This is definitely an investment idea that was not conceived by the Peter Lynch tactic of investing in the securities of companies that you encounter and admire in your everyday life. You will regret the assault on your senses that is a visit to their website. Lots of mismatching type, random lack of capitalization, exclamation points following assertions that need not be spoken let alone shouted, and screens flashing fast enough to cause seizures. In short, this is "cool" or what passes for cool among the strangely dressed young people pictured on the site. Several of their models are barely dressed at all; given that the store is selling clothing, I hope that they at least got a discount. I better be able to make this investment work to compensate for learning the distasteful fact that the kids now refer to extremely recent decades such as the 1990s as "retrograde".

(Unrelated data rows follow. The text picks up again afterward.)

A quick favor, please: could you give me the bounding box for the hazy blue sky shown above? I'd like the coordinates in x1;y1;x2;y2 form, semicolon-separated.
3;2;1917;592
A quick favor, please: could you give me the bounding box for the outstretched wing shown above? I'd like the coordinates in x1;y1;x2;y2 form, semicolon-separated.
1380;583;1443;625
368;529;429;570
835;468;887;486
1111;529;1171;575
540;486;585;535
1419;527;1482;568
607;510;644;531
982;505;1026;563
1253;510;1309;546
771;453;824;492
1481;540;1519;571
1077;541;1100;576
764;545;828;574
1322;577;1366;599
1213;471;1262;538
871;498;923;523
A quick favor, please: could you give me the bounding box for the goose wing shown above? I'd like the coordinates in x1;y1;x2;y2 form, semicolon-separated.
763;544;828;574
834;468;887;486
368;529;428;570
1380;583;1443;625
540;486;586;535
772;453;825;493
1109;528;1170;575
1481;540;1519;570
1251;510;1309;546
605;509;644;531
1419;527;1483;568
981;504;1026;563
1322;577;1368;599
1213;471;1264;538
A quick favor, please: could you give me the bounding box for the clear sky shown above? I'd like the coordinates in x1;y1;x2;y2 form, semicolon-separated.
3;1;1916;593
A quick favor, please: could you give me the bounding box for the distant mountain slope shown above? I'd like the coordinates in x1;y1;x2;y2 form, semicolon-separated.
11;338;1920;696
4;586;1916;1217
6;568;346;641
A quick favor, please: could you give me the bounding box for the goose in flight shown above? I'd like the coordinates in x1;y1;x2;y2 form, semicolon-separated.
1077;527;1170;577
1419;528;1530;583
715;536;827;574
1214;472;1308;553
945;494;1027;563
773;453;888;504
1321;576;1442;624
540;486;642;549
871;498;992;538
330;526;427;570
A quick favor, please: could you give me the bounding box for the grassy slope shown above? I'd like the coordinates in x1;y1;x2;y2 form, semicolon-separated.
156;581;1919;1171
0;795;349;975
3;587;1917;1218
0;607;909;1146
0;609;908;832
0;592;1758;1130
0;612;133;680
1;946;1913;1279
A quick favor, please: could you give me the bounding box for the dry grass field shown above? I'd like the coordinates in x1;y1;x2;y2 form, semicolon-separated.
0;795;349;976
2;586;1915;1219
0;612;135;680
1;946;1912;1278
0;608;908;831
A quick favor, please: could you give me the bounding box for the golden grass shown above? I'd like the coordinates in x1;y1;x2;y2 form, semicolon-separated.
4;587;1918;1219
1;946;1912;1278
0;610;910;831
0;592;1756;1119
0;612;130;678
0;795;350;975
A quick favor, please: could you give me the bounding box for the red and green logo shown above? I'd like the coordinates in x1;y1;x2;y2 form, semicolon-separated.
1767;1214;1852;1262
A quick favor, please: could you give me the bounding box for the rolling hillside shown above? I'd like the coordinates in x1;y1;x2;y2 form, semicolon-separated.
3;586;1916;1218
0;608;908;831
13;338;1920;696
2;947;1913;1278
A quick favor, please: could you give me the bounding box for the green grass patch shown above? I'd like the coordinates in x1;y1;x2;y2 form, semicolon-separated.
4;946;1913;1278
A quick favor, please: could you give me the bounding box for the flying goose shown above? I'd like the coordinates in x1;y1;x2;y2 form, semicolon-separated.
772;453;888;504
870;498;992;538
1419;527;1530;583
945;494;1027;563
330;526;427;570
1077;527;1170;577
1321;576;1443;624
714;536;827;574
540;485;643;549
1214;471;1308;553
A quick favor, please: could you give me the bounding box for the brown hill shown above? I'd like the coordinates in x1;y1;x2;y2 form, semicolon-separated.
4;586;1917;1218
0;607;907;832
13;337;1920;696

On May 23, 2013, Apax Partners announced an LBO of this specialty apparel retailer for $42 per share. Apax already had two executives on the RUE board and owned over 30% of RUE equity.
They paid about 10x EV/EBITDA, which is slightly above, but close to comparable past transactions. The merger agreement was filed the next day. Their preliminary proxy was filed on June 21, 2013. The RUE shareholder approval is scheduled for Thursday September 19, 2013. With no better alternative emerging, approval is nearly certain.
In early July, the parties announced the expiration of the go shop window without any other proposals. The process attracted only tepid interest. RUE's young adult customers have fickle tastes, which makes RUE's future cash flow hard to predict. The price is already full. Bidders may have emerged to pay as much as 8x EBITDA, but this deal is already over 9x.
The Federal Trade Commission (NASDAQ:FTC) cleared the deal on June 24, 2013.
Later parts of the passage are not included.